Going into business for yourself requires a vast shift in your skill set—and your mindset. Before you take the leap—and tell your boss to stuff it—do some research about entrepreneurship. Read Michael Gerber’s The E-Myth Revisited. Take a course on starting your own business. Talk to people who started their own business in your industry. If you don’t have entrepreneurs among your family and close friends, there’s a lot you won’t know.” – Nina Kaufman, attorney and founder of Business Exponential
9 – Not knowing yourself
In addition to getting to know the ins and outs of running a productive business, Kaufman also advised that you take some time to understand the ins and outs of what makes you productive:
“Starting your own business is like creating an artistic masterwork from a blank canvas. You make the rules. No restrictions. No boundaries. No one to tell you what to do or how to do it. No accountability. Does the lack of structure excite you – or paralyze you? Answering that question is crucial to your success as a business owner.

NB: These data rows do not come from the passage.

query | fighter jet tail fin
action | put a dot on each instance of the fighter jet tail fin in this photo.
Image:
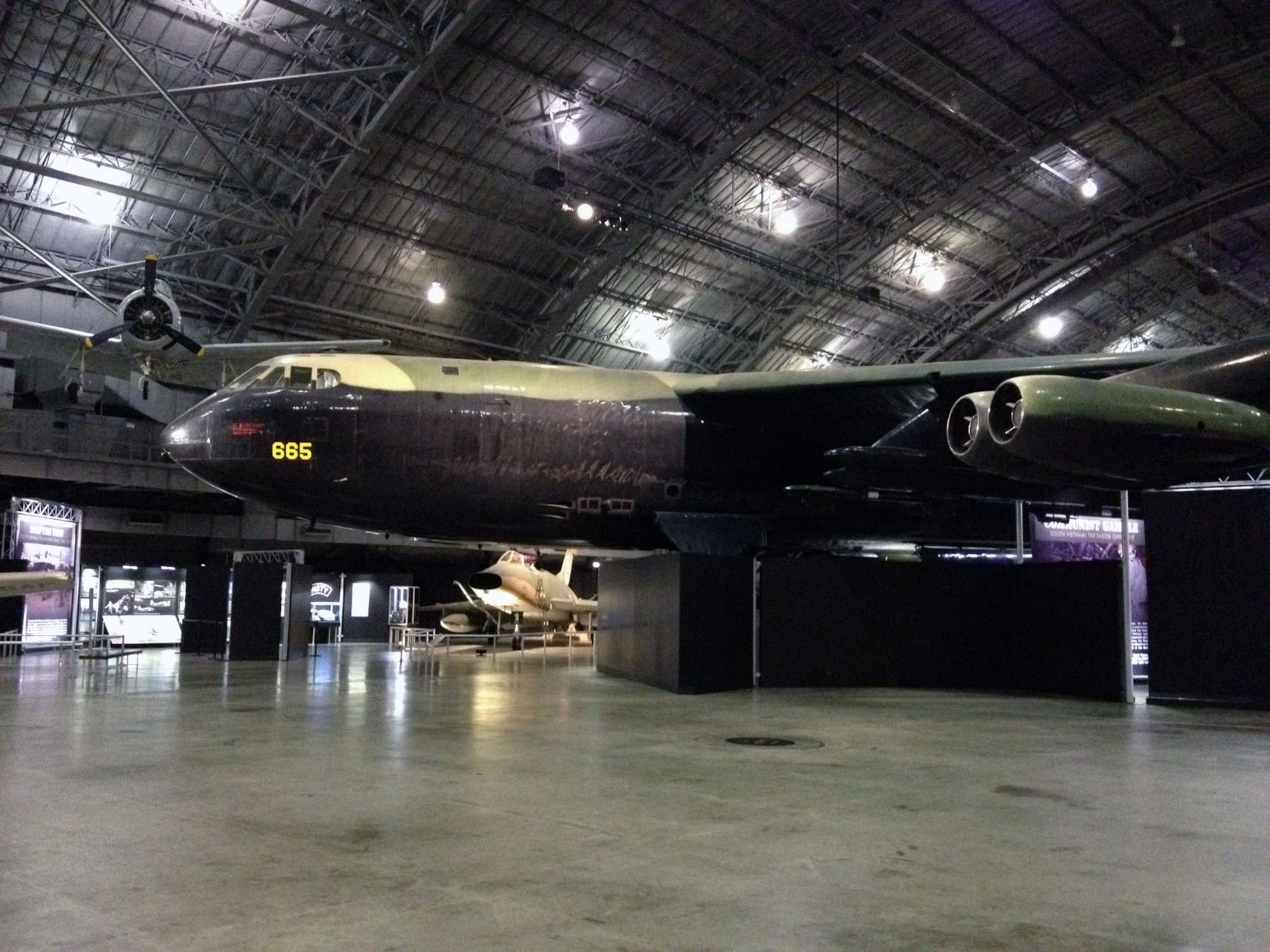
(567, 569)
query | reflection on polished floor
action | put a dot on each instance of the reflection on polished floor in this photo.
(354, 803)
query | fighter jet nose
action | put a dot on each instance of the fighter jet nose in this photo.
(486, 582)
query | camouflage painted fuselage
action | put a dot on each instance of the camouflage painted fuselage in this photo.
(454, 449)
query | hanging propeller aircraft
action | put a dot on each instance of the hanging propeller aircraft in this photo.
(150, 318)
(149, 342)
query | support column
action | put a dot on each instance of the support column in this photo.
(1126, 597)
(1019, 532)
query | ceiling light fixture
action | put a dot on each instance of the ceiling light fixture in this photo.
(90, 204)
(1050, 328)
(660, 351)
(785, 223)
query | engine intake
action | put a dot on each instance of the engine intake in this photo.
(971, 441)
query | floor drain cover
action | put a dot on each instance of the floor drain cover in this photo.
(763, 742)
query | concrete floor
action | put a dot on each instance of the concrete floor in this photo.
(349, 803)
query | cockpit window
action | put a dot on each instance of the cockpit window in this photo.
(246, 380)
(274, 379)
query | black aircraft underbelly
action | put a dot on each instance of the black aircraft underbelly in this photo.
(443, 464)
(538, 455)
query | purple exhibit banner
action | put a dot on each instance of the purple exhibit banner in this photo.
(48, 545)
(1088, 539)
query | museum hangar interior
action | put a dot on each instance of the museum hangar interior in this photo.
(899, 709)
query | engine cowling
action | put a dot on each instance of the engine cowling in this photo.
(1150, 436)
(971, 441)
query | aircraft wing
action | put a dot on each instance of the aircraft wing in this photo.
(451, 607)
(580, 606)
(261, 350)
(70, 333)
(32, 583)
(1109, 421)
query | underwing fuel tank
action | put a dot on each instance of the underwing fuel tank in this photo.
(1150, 436)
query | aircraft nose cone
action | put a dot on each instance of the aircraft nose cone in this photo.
(486, 582)
(185, 440)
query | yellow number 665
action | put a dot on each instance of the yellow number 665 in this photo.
(293, 451)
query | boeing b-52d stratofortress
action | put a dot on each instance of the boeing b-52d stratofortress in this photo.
(515, 587)
(543, 455)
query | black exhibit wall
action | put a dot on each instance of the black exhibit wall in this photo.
(299, 619)
(1051, 629)
(1210, 606)
(11, 609)
(208, 607)
(256, 628)
(374, 626)
(680, 623)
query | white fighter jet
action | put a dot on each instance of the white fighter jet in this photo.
(518, 590)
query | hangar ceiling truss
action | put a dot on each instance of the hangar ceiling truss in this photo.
(311, 169)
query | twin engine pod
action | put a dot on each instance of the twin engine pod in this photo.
(1106, 433)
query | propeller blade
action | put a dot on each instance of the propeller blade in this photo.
(104, 336)
(152, 271)
(189, 343)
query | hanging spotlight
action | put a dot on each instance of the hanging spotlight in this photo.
(1050, 328)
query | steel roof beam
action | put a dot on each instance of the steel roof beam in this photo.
(563, 312)
(305, 230)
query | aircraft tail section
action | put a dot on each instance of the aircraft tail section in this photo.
(567, 569)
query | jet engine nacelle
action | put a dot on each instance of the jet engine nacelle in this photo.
(147, 313)
(1123, 432)
(971, 442)
(463, 624)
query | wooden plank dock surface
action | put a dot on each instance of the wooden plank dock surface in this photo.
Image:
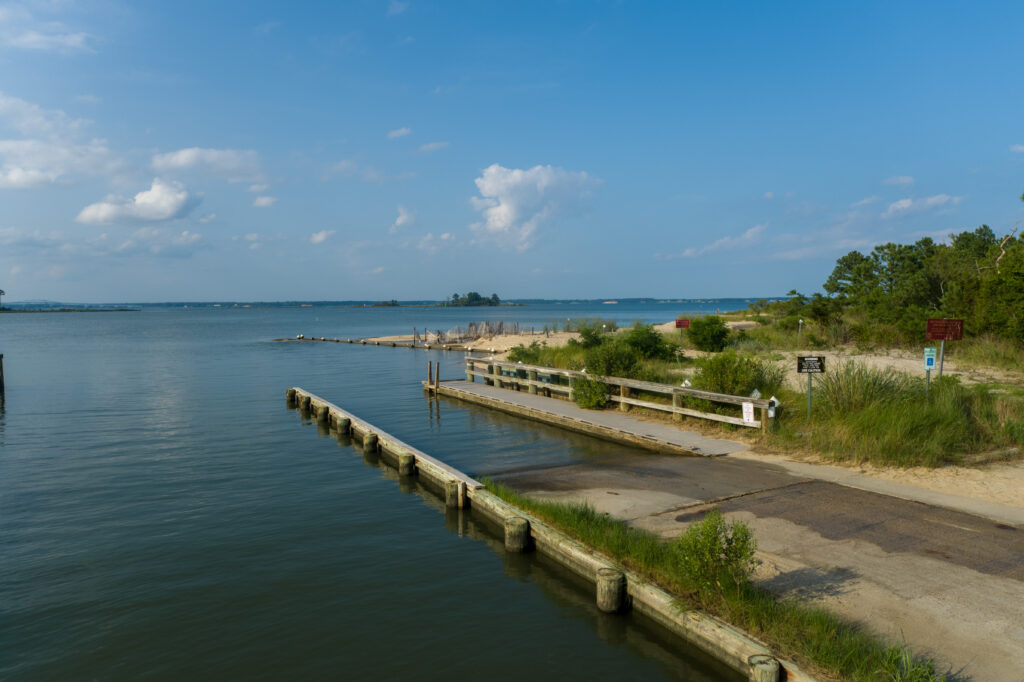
(603, 424)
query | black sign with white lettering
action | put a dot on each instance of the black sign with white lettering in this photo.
(810, 364)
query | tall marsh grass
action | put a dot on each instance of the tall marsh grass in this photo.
(864, 414)
(798, 631)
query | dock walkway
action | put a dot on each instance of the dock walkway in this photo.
(944, 572)
(611, 425)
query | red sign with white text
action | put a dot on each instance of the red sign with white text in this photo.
(945, 330)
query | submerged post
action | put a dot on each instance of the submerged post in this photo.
(763, 668)
(516, 534)
(610, 590)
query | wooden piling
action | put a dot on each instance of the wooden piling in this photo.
(610, 590)
(516, 534)
(763, 668)
(452, 494)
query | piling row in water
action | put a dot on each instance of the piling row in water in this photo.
(616, 589)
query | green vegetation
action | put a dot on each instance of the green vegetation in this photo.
(720, 556)
(473, 299)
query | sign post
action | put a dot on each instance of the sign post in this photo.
(810, 365)
(943, 330)
(929, 366)
(681, 325)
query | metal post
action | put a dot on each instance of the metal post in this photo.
(809, 387)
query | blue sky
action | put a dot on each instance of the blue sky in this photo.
(364, 150)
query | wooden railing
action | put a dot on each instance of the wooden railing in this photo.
(549, 381)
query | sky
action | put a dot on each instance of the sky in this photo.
(413, 150)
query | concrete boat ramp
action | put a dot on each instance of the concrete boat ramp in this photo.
(944, 573)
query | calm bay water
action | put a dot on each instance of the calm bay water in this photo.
(164, 516)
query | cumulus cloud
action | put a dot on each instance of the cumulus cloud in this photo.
(22, 30)
(514, 202)
(406, 217)
(905, 206)
(749, 238)
(899, 180)
(236, 165)
(163, 201)
(51, 147)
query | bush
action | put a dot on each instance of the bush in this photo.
(717, 556)
(647, 342)
(709, 333)
(589, 393)
(612, 359)
(737, 375)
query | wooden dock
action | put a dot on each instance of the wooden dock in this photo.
(614, 426)
(725, 642)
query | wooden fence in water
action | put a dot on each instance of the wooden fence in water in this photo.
(554, 382)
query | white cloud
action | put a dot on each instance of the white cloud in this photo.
(515, 202)
(236, 165)
(751, 237)
(904, 206)
(20, 30)
(406, 217)
(899, 180)
(431, 245)
(163, 201)
(51, 147)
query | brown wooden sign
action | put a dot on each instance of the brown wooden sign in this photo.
(945, 330)
(810, 364)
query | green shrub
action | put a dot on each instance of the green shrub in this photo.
(648, 343)
(717, 557)
(709, 333)
(589, 393)
(612, 359)
(731, 373)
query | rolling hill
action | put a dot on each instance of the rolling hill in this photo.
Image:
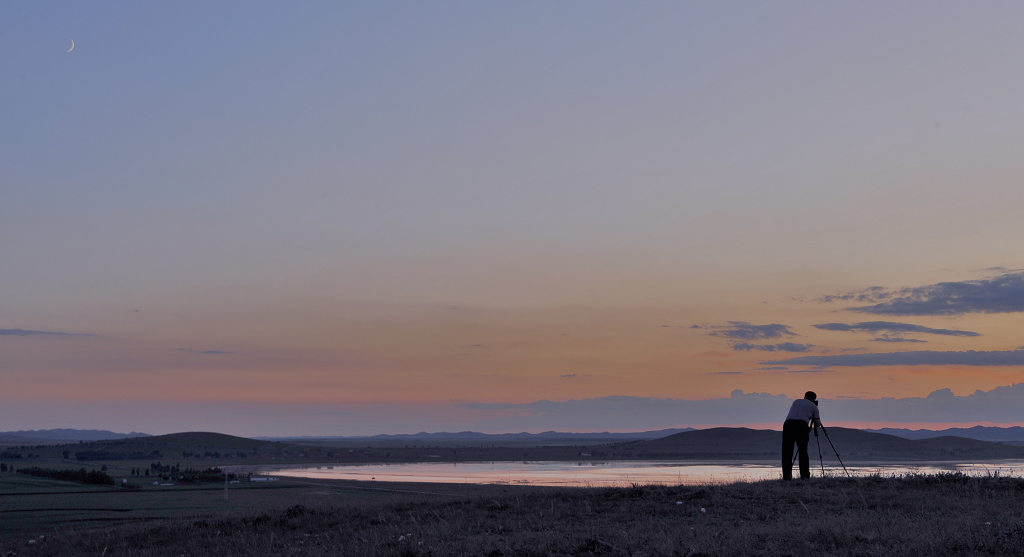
(851, 443)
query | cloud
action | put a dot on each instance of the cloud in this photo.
(636, 413)
(870, 294)
(745, 331)
(1004, 294)
(918, 357)
(781, 347)
(1000, 404)
(891, 327)
(27, 333)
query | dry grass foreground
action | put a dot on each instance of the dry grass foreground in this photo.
(946, 514)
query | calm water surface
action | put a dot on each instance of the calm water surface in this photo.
(614, 473)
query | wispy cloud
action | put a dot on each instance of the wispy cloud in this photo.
(1004, 294)
(747, 331)
(870, 294)
(28, 333)
(780, 347)
(891, 327)
(916, 357)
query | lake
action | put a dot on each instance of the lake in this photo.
(613, 473)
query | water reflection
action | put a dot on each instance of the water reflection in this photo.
(616, 473)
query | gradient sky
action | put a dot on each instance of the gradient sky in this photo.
(356, 218)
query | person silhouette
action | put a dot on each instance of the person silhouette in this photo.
(797, 431)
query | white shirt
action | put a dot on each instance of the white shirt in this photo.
(805, 411)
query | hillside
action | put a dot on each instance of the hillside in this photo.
(57, 436)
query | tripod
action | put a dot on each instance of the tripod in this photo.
(818, 441)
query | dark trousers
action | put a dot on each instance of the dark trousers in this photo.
(795, 431)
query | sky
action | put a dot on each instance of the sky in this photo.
(342, 218)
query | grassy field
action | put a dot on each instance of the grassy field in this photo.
(911, 515)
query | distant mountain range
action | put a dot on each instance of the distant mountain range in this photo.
(547, 437)
(1009, 435)
(58, 436)
(851, 443)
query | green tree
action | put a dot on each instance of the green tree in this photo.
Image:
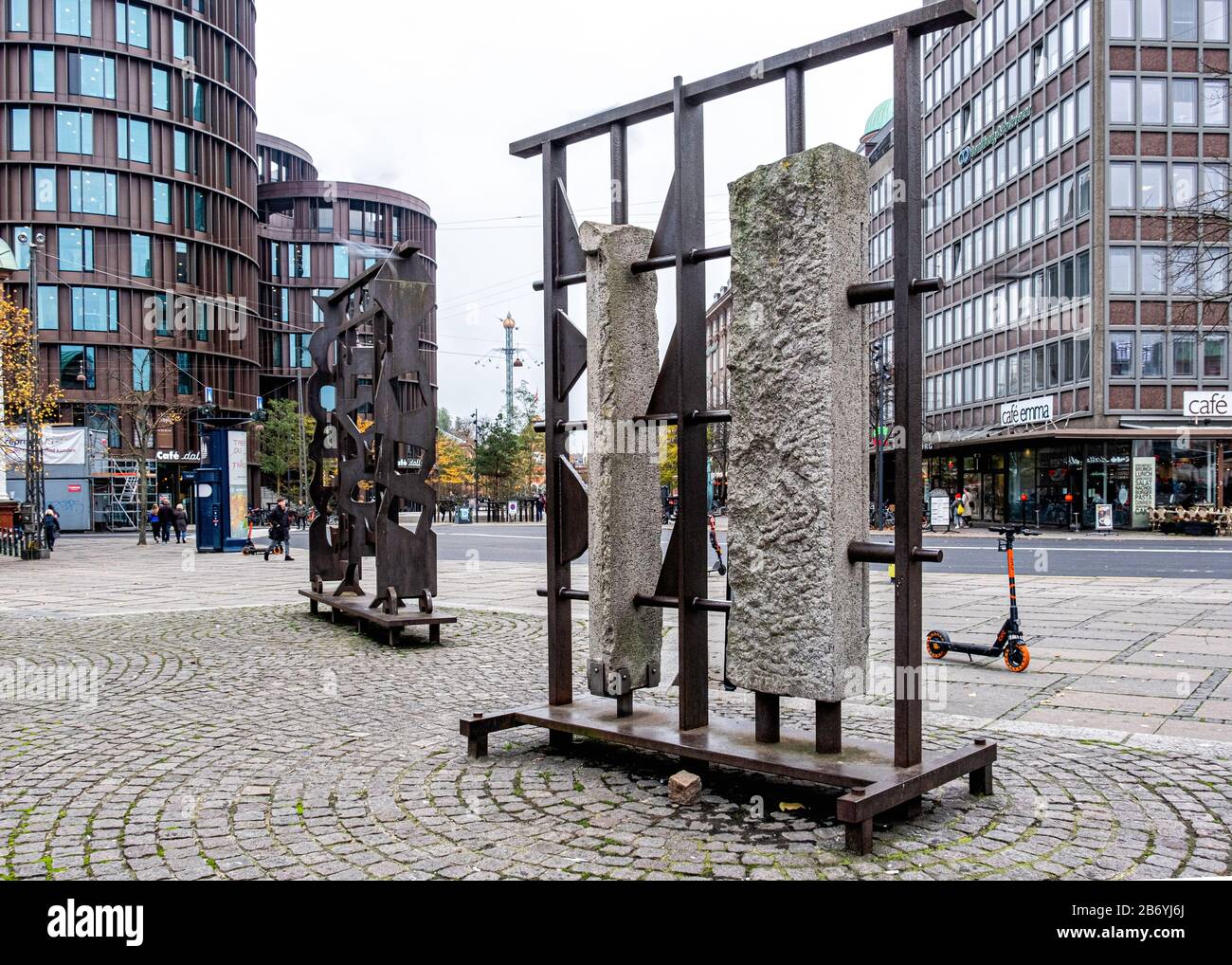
(279, 445)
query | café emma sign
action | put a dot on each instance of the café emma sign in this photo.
(1003, 127)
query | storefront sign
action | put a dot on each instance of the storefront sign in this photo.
(1208, 405)
(1002, 128)
(1144, 489)
(1026, 411)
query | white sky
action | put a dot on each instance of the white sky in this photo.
(426, 98)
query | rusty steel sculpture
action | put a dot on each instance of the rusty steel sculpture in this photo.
(374, 446)
(879, 778)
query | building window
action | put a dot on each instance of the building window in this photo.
(160, 87)
(1120, 271)
(77, 366)
(143, 262)
(73, 16)
(48, 307)
(143, 370)
(161, 202)
(45, 189)
(134, 25)
(1215, 356)
(42, 64)
(93, 192)
(1120, 110)
(19, 16)
(134, 139)
(75, 246)
(93, 75)
(19, 128)
(95, 309)
(1121, 355)
(184, 373)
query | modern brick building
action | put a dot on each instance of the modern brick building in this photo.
(1071, 147)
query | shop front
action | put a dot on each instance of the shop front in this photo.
(1060, 481)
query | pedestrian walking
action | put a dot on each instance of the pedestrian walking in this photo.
(280, 532)
(165, 520)
(50, 526)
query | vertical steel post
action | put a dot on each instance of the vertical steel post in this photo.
(908, 356)
(555, 408)
(691, 397)
(620, 173)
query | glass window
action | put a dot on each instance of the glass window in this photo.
(75, 249)
(1215, 102)
(44, 72)
(143, 265)
(1153, 271)
(1120, 270)
(1184, 20)
(77, 366)
(1184, 356)
(160, 84)
(1152, 355)
(19, 131)
(45, 189)
(161, 202)
(48, 307)
(1121, 355)
(1215, 20)
(1184, 101)
(143, 370)
(73, 16)
(134, 25)
(1120, 101)
(19, 16)
(1215, 356)
(1154, 101)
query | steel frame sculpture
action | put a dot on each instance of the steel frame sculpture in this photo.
(377, 352)
(879, 778)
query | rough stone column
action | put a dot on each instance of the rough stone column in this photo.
(797, 468)
(625, 522)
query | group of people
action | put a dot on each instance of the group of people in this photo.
(164, 519)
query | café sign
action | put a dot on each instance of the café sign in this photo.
(1026, 411)
(1207, 405)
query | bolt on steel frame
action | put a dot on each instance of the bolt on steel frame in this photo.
(881, 779)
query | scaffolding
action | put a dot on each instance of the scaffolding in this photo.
(116, 507)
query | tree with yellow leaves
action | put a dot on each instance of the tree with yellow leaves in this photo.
(23, 393)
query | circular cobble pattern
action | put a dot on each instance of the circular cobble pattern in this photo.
(267, 743)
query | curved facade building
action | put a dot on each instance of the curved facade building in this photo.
(315, 235)
(130, 143)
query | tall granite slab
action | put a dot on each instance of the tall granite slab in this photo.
(625, 524)
(797, 468)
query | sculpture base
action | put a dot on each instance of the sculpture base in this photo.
(374, 619)
(866, 768)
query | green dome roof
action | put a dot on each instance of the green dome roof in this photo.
(879, 118)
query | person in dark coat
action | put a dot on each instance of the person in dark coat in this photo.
(280, 532)
(50, 526)
(165, 520)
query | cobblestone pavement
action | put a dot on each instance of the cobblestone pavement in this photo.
(266, 743)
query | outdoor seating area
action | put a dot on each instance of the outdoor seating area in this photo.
(1196, 520)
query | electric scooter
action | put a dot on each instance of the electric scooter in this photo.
(1008, 643)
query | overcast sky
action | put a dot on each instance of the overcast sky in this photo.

Would-be entrepreneurs often overlook the structural benefits that a job provides: a ready-made community of other people, someone else meting out tasks and deciding priorities, the accountability to others for meeting deadlines, the ultimate responsibility for getting results. When you run your own business, YOU have to wear all those hats — getting the work, doing the work, billing for the work, and strategizing your company culture. Add to that the prospect of working from home during COVID-19, and you have to factor in interruptions from your toddler, golden retriever, and the UPS driver. If you’re not comfortable working solo, entrepreneurship can be a difficult and lonely ride.” — Nina Kaufman, attorney and founder of Business Exponential
10 – Waiting for the right time to get started
I hope these minefields to avoid are helpful and not discouraging to your entrepreneurial aspirations. If you’re curious but still not convinced that starting a business is for you, start a side gig – a side business can even help your current career. You can start small but get started as soon as you can, rather than waiting for the right time. There is no perfect time, and the actions you take to get started will give you much more clarity than thinking even more about how to get started.